Today, the company announced $80 million in Series C funding, led by Menlo Ventures, which was joined by Advance Venture Partners, Sprints Capital, Pear Ventures, Sway Ventures, MassMutual Ventures, Teamworthy and ECT Capital Partners’ Brian N. Sheth. The new funding gives the company $120 million in total funding since it was founded in 2014.

Affinity, based in San Francisco, is focused on industries like investment banking, private equity, venture capital, consulting and real estate, where Zhou told TechCrunch there aren’t customer relationship management systems or networking platforms that cater to the specific needs of the long-term relationship.

Stanford grads Zhou and co-founder Shubham Goel started the company after recognizing that while there was software for transactional relationships, there wasn’t a good option for the relationship journeys.

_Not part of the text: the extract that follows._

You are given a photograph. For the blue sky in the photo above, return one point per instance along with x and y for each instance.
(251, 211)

He cites data that show up to 90% of company profiles and contact information living in traditional CRM systems are incomplete or out of date. This comes as market researcher Gartner reported the global CRM software market grew 12.6% to $69 billion in 2020.

“It is almost bigger than sales,” Zhou said. “Our worldview is that relationships are the biggest industries in the world. Some would disagree, but relationships are an asset class, they are a currency that separates the winners from the losers.”

Instead, Affinity created “a new breed of CRM,”  Zhou said, that automates the inputting of that data constantly and adds information, like revenue, staff size and funding from proprietary data sources, to assign a score to a potential opportunity and increase the chances of closing a deal.

Affinity people profile. Image Credits: Affinity

He intends to use the new funding to expand sales, marketing and engineering to support new products and customers. The company has 125 employees currently; Zhou expects to be over 200 by next year.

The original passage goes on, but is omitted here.